- Theatrical release poster
- সঙ্গাবোরা
- Directed by: Bulan Bhattacharjee
- Written by: Bulan Bhattacharjee
- Screenplay by: Sushanta Bhattacharjee
- Produced by: Prashantbhai Haradhan Kundu
- Cinematography: Sunirmal Majumdar
- Edited by: Tapas Chakraborty
- Music by: Raja Narayan Deb
- Production company: Shiv Shakti Creation
- Distributed by: A Raa Info and Entertainments
- Release date: 25 March 2016;
- Running time: 142 minutes
- Country: India
- Language: Bengali

= Sangabora =

Sangabora is a 2016 Indian Bengali-language adventure film written and directed by Bulan Bhattacharjee. Starring Soumitra Chatterjee, Samadarshi Dutta and Bidita Bag, the film explores the adventures of a college-goer and his team as they find a mysterious stone which turns out to be a treasure map.
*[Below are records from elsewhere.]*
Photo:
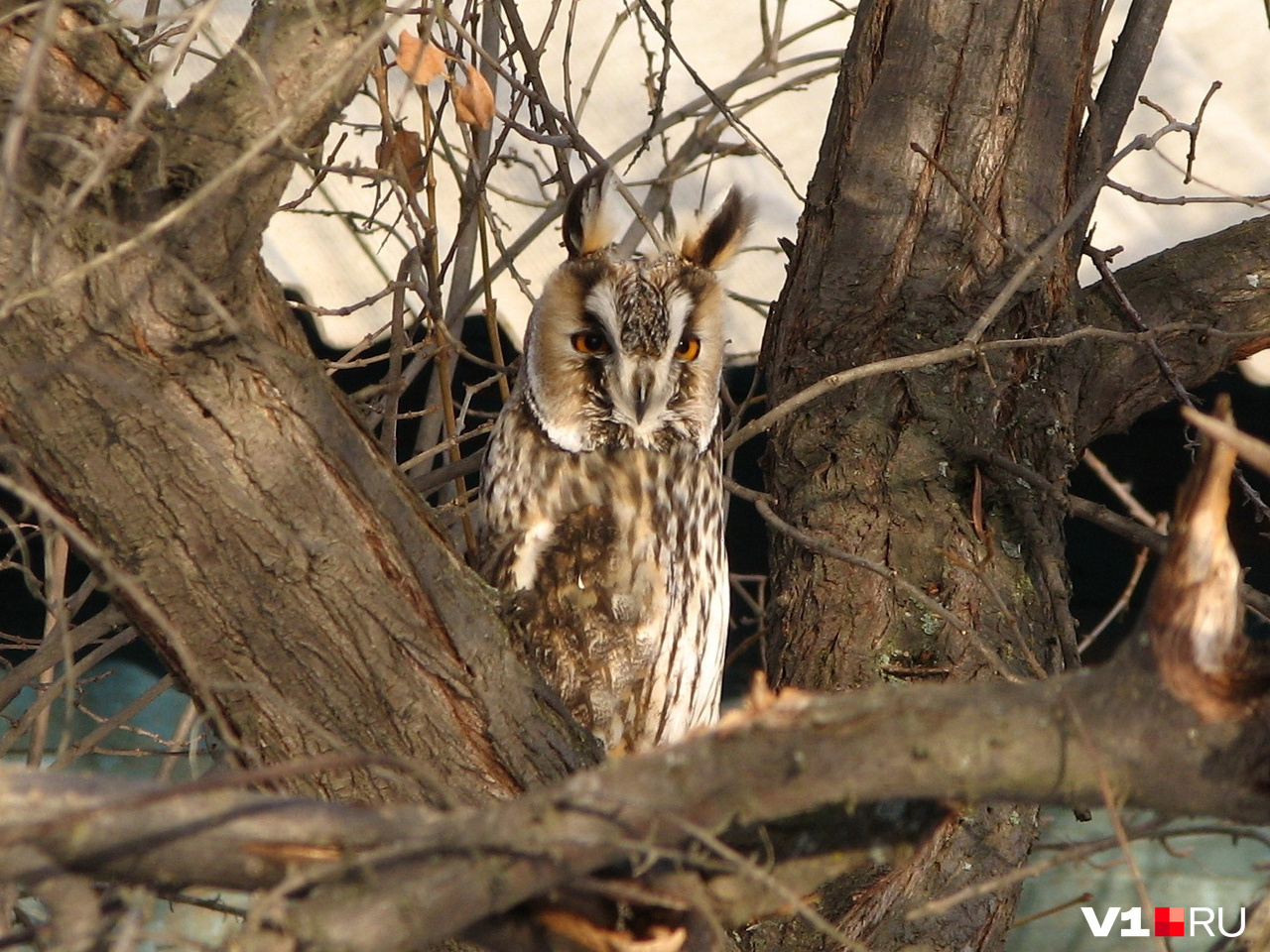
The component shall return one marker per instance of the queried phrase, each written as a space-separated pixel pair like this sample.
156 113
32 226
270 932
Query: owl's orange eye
689 348
592 343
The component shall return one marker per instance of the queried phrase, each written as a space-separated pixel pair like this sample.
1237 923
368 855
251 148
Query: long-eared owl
602 484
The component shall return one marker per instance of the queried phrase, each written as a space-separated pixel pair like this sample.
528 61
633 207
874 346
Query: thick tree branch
159 400
1220 280
435 875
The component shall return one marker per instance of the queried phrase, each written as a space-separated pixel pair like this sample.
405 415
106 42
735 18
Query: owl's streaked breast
602 486
594 551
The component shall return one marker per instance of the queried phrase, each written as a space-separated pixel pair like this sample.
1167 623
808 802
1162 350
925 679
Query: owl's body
602 486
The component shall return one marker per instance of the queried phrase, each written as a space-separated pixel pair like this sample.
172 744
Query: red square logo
1170 920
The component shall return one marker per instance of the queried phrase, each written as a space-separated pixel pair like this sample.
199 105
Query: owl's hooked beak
642 386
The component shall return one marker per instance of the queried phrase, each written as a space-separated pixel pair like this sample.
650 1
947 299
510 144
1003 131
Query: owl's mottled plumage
602 488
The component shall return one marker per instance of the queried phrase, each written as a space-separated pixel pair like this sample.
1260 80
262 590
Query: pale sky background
1227 41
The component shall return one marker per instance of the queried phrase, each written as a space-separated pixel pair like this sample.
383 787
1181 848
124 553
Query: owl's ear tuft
715 243
585 226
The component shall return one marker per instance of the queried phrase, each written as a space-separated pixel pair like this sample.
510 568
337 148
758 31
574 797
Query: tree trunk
153 384
952 151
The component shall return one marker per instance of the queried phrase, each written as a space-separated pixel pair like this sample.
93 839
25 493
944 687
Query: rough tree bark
153 386
901 249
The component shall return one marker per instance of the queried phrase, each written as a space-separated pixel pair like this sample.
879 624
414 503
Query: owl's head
629 352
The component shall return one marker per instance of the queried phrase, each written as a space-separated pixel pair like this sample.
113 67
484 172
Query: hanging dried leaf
407 146
474 100
421 61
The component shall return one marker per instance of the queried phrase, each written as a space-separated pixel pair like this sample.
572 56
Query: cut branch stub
1194 613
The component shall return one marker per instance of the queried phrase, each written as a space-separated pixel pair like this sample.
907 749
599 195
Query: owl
602 484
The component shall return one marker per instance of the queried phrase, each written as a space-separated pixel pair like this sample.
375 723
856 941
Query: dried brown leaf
474 102
422 61
405 146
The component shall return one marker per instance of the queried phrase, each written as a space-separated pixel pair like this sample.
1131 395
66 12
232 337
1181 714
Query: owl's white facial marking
602 492
634 349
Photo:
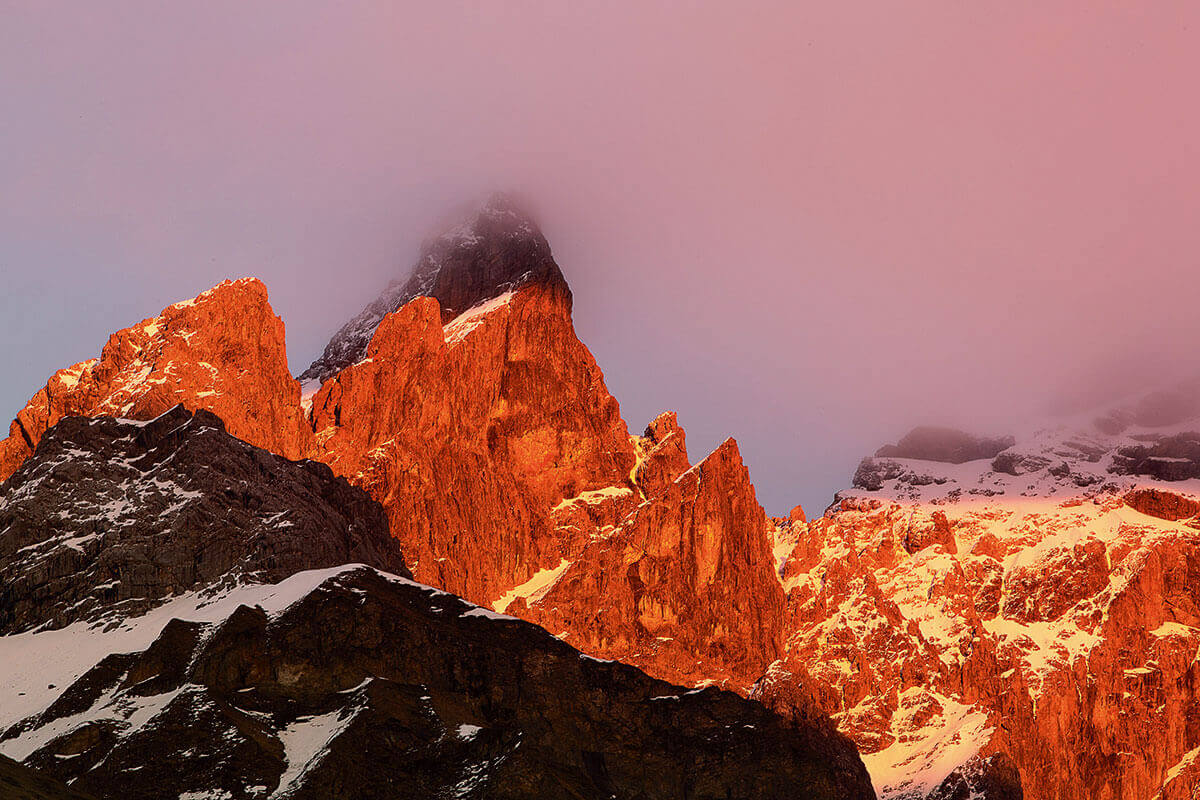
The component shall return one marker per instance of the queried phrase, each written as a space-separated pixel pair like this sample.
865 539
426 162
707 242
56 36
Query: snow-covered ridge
1069 459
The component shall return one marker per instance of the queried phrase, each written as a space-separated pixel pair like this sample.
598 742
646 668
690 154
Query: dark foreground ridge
19 782
496 252
373 686
113 512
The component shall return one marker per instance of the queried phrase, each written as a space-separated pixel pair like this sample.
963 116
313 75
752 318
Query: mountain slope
339 681
115 513
497 251
1038 603
222 350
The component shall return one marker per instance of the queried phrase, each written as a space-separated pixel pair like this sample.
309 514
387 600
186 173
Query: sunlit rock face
682 587
186 615
472 432
982 615
510 477
222 350
495 252
1024 621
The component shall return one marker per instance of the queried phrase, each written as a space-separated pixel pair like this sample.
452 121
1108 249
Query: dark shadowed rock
372 686
994 777
496 252
19 782
1165 458
945 445
112 511
1162 504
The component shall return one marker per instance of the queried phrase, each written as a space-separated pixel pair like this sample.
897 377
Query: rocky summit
495 252
114 515
978 617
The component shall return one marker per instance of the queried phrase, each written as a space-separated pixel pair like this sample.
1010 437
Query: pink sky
809 226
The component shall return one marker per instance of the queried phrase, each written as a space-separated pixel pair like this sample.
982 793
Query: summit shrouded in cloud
831 222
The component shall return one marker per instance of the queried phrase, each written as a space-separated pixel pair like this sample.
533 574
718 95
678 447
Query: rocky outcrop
222 352
351 683
994 777
498 251
119 515
990 647
684 588
1163 504
471 433
945 445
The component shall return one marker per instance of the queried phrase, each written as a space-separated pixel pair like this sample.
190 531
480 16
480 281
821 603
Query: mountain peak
491 251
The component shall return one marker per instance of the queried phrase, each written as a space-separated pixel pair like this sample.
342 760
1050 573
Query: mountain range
438 564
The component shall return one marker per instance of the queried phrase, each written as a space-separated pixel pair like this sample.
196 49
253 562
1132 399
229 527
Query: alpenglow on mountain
448 567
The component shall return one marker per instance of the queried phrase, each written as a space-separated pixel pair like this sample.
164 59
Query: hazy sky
808 226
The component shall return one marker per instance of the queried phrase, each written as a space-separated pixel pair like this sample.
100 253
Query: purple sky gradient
808 226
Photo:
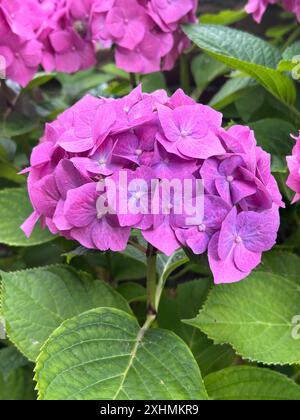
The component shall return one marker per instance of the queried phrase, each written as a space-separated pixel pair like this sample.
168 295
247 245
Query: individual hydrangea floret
65 35
293 161
155 139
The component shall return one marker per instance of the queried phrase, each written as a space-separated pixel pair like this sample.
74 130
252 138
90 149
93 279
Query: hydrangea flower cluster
156 137
293 161
258 7
63 35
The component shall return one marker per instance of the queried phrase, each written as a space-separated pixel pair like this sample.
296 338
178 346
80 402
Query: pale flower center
202 227
230 178
184 133
238 239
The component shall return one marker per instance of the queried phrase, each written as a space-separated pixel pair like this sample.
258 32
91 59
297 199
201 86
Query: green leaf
113 70
9 171
17 125
135 254
132 292
290 58
39 79
247 53
167 265
35 302
154 81
82 82
15 207
18 385
274 136
232 90
281 263
7 149
250 102
104 354
10 359
186 303
205 70
251 384
16 379
225 17
256 317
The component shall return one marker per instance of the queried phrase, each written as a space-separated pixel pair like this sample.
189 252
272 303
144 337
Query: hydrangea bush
64 36
149 220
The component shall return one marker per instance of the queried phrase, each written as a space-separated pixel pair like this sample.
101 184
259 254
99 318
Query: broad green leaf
185 303
15 207
16 378
35 302
82 82
167 265
154 81
291 58
274 136
232 90
40 79
17 125
103 354
132 292
7 149
9 171
247 53
135 254
225 17
113 70
256 317
251 384
279 31
10 359
250 102
18 385
205 70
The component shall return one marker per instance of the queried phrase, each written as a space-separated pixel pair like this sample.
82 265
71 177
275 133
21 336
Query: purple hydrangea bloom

Sangabora premiered at Priya Cinema, Kolkata and opened in limited release on 25 March 2016.

== Plot ==
Following puzzling events involving the disappearance of two documentary filmmakers; Arka, a college-goer, comes across a village where an ancient stone was recently discovered. He finds a primeval inscription on the stone and decides to investigate further with the aid of his maternal uncle and Barsha, a linguist. After a strange turn of events which connects the stone to the missing filmmakers; they set out for a mission to find them, leading them to a remote village named Gorang. They soon realize that they are being hunted by a gang who were after the stone, since it was nothing but a treasure map.

== Cast ==

- Soumitra Chatterjee
- Samadarshi Dutta
- Bidita Bag
- Kaushik Sen
- Kharaj Mukherjee
- Priyanshu Chatterjee as Anirban (Character Role of a Film Maker)
- Sampurna Lahiri

== Production ==
Made with a limited budget Sangabora was filmed at Gujarat, Kolkata, Mumbai and Visakhapatnam for over 32 days and was completed by October 2015.

== Release ==
A logo of the film was released on 18 February 2016, at the Kolkata Press Club. The poster was launched on 9 March 2016, at The Peerless Inn, Kolkata. The film had its theatrical release on 25 March 2016.

== Critical response ==

The film received mixed reviews from critics. Anusree Gupta of NEWSMEN wrote– "Sangabora promised a mix of adventure and mystery: it had a strong plot and talented actors, but the execution has been very poor." Applauding Kharaj Mukherjee's acting, Gupta stated that ill-timed shots and forced romance sequences pulled the quality down. Chitra Home Chowdhury of Dekh News found Soumitra Chatterjee's performance "powerful" and wrote that the film was "beautifully picturized".

Professional ratings
Review scores
| Source | Rating |
| NEWSMEN | Star Half star |
| Dekh News | Star |
| Anandalok | Star |

== Soundtrack ==
The soundtrack album for Sangabora was composed by Raja Narayan Deb, which includes three original songs and a theme song. Shreya Ghoshal, Javed Ali, Neeti Mohan, Timir Biswas, Kaushik Chakraborty and Arko Mukherjee contributed to the vocals.